- DVD Cover for Extreme Trains with Matt Bown
- Starring: Matt Bown – Host
- Country of origin: United States
- Original language: English
- No. of seasons: 1
- No. of episodes: 8

Production
- Running time: approx. 45 minutes

Original release
- Network: History Channel
- Release: November 11 – December 30, 2008

= Extreme Trains =

Extreme Trains is a television program on the History Channel that describes the daily operations of railroads in the United States, from coal trains to passenger trains and famous routes. It is hosted by Matt Bown, a train conductor for Pan Am Railways in Maine, whose interest is railways and the technology of them. In the show Matt is living his lifelong dream.

The series was first aired in the United States on November 11, 2008 and ran until December 30, 2008. The show has since been shown in the United Kingdom in April 2009.

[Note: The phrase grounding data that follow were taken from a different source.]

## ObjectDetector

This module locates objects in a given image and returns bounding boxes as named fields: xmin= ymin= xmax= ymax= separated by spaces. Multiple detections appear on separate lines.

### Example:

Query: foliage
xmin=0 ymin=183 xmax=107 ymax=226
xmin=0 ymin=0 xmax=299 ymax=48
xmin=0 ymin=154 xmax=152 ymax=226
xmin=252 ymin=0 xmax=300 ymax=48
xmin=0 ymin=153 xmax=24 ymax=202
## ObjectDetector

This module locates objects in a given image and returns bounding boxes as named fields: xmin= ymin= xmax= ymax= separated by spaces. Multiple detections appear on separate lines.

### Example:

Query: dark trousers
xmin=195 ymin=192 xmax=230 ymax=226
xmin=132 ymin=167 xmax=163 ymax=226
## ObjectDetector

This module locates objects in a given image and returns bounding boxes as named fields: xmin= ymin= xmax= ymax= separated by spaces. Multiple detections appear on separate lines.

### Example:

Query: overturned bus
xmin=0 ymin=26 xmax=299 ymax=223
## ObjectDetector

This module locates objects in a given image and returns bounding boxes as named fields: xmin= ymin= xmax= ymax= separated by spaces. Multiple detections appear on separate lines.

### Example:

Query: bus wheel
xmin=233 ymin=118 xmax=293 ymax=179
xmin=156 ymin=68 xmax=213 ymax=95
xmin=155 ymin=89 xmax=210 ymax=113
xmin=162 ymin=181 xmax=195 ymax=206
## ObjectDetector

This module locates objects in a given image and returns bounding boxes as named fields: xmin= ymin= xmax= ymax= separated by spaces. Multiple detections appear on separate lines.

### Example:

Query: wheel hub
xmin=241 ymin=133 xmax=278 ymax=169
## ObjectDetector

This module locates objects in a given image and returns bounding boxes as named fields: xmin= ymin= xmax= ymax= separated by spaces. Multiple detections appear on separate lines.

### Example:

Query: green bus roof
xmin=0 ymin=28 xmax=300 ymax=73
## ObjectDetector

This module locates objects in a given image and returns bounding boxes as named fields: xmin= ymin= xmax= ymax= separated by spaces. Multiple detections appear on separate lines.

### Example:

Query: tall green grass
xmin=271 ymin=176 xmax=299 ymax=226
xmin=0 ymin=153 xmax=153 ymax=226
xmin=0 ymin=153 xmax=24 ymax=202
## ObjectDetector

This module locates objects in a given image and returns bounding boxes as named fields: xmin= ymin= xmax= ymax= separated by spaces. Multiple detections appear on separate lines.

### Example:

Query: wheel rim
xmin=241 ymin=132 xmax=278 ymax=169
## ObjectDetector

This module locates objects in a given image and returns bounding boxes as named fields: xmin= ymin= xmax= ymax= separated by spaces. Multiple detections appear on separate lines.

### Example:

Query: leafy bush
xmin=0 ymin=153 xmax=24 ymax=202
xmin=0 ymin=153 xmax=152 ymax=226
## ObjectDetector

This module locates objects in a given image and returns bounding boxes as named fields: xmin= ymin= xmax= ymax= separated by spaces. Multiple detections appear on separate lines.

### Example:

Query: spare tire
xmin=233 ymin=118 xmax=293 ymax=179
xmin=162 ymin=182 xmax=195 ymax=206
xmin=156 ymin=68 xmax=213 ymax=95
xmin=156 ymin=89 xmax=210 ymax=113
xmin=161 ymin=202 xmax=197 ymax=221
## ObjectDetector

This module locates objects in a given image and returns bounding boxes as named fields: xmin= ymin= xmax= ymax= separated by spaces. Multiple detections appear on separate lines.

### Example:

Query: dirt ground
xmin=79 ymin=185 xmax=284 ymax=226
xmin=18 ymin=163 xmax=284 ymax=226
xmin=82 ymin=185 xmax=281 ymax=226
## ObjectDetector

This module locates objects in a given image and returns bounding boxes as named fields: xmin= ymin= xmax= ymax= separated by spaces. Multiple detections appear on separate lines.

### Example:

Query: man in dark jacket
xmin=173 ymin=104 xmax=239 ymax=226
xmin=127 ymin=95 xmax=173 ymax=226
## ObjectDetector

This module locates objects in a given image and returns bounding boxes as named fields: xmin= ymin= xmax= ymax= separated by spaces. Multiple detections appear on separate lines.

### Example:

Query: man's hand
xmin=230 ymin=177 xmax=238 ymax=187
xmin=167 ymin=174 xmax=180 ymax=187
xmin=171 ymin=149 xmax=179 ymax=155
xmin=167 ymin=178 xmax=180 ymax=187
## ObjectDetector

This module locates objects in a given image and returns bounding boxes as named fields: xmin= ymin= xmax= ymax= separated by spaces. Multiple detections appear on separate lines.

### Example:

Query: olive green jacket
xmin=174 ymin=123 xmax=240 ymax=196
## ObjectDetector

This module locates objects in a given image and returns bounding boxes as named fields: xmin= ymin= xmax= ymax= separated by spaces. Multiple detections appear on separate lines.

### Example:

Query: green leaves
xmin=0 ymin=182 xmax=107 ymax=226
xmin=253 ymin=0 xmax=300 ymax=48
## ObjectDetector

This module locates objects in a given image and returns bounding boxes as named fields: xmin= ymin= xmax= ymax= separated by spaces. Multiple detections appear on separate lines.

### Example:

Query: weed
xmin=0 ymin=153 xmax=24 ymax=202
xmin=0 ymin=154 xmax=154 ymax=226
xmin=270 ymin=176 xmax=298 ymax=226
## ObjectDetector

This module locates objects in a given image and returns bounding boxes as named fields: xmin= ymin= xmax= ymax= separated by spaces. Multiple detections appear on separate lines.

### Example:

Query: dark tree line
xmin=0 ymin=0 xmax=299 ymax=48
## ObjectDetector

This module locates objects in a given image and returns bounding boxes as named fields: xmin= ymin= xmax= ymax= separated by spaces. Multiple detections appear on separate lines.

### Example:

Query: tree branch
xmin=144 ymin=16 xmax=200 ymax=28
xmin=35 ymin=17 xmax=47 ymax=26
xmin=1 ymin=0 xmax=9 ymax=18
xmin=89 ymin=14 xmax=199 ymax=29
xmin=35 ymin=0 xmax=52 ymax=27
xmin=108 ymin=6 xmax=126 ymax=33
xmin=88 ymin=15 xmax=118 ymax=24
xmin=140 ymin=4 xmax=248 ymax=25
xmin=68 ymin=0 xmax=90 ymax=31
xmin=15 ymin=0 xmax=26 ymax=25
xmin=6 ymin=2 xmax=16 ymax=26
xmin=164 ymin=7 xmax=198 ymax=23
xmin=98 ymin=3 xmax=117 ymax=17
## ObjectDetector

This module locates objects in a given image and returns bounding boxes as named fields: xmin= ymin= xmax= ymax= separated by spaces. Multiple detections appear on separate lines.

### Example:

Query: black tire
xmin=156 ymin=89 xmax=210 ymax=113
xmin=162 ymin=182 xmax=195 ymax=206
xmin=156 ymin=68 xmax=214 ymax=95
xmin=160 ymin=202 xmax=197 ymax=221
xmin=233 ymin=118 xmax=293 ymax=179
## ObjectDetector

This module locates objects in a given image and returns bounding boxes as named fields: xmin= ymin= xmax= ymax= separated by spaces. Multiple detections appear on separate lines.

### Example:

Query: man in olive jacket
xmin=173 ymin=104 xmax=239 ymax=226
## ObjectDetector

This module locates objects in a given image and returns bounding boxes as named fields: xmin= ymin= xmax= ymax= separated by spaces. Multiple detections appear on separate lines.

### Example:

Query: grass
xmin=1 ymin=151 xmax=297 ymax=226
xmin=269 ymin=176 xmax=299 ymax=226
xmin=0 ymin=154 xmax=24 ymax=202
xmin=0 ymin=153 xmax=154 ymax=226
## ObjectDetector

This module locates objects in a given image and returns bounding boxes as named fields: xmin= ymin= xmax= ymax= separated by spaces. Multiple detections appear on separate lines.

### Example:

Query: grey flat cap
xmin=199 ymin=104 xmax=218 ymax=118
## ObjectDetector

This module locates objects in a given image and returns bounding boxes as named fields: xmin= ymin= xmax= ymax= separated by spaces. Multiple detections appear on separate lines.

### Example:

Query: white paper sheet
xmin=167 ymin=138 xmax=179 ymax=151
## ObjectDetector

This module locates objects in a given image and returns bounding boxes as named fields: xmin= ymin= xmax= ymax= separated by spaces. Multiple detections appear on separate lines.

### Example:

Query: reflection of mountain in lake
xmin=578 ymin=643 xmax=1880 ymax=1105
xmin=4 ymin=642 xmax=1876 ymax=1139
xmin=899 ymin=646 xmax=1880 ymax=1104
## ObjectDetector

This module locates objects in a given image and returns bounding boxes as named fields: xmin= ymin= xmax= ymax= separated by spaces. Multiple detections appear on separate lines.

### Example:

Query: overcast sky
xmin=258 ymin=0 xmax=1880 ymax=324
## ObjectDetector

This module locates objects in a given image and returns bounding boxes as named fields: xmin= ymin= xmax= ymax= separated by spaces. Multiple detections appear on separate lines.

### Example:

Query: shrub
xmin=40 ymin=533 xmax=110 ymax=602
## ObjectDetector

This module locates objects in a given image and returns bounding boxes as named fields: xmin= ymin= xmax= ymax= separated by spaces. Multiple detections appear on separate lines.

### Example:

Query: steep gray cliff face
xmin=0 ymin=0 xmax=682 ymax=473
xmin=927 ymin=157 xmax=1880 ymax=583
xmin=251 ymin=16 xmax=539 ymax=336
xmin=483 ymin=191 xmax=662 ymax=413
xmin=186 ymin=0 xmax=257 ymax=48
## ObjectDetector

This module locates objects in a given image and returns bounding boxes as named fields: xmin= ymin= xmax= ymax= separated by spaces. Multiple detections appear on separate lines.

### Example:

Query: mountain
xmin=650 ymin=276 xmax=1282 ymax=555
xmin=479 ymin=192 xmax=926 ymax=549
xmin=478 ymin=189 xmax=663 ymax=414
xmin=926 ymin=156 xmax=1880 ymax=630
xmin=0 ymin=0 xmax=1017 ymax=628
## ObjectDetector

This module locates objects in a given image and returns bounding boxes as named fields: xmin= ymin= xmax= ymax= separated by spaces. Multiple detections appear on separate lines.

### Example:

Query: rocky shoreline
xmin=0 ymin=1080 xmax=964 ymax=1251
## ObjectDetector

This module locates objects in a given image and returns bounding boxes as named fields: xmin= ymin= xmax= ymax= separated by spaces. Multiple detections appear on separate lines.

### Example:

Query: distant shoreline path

==Conception and development==
History Channel program executive said the show was developed to appeal to the channels core audience, who "love to be wowed by big machinery and fun facts". Bown was chosen to host the show after responding to an open-call audition. McKillop said Bown "has a sense of authenticity and a wonderful, boyish enthusiasm...when the camera's on him, he's infectious."

==Production==
The show's producers occasionally had difficulty convincing railroads to participate in the show, due to the possibility of film crews disrupting crews and workers. The show's crew was required to take a special safety course before filming with Amtrak.

==Broadcast history==

| Episode Number | Episode Name | Original Air Date | Description | Featured train |
|---|---|---|---|---|
| 1 | Coal Train | November 11, 2008 | Journey of a Norfolk Southern coal train from a coal mine to a PPL Electric power station in Pennsylvania | Norfolk Southern coal train |
| 2 | Freight Train | November 18, 2008 | High priority freight train from Los Angeles to Dallas/Fort Worth | BNSF double container stack train |
| 3 | High Speed Train | November 25, 2008 | Riding the Acela train from Washington Union Station to South Station (Boston) | Acela Express |
| 4 | Ice Cold Express | December 2, 2008 | A look into refrigeration trains | Union Pacific Produce Express |
| 5 | Steam Train | December 9, 2008 | A journey with the Union Pacific 844 steam locomotive | Union Pacific 844 |
| 6 | Overnight Traveler | December 16, 2008 | Riding Amtrak's Empire Builder train from Chicago to Seattle | Empire Builder |
| 7 | Circus Train | December 23, 2008 | The circus train from Ringling Brothers and Barnum & Bailey | Ringling Bros. and Barnum & Bailey Circus train |
| 8 | Transcontinental | December 30, 2008 | The Union Pacific Transcontinental line from Omaha to Sacramento | Union Pacific Transcontinental |

==Reception==
Extreme Trains received mixed reviews from critics. Library Journal recommended the DVD set, with reviewer Lawrence Maxted commending Matt Bown's enthusiasm and "solid job of explaining rail operations." Maxted said the show featured "superb camerawork" and "dramatic background music", adding that the show would be "coveted by rail fans and of interest to general viewers". The Times called the show "trainspotting for adrenaline junkies" giving railroading a "full-on, hyperbolic treatment". Writing for the Daily News (New York), David Hinckley said Extreme Trains was "not a bad show", but he criticized Bown's hosting style and the focus on technical details. Hinckley said that Bown "borders on self-parody" with his "dramatic inflection" describing "every move to the camera lens". He said the show would be better if Bown would "trust the trains" and not "frame a routine daily coal train run as a life-or-death drama", saying that Bown's tone makes it seem "a miracle any train completes its run at all".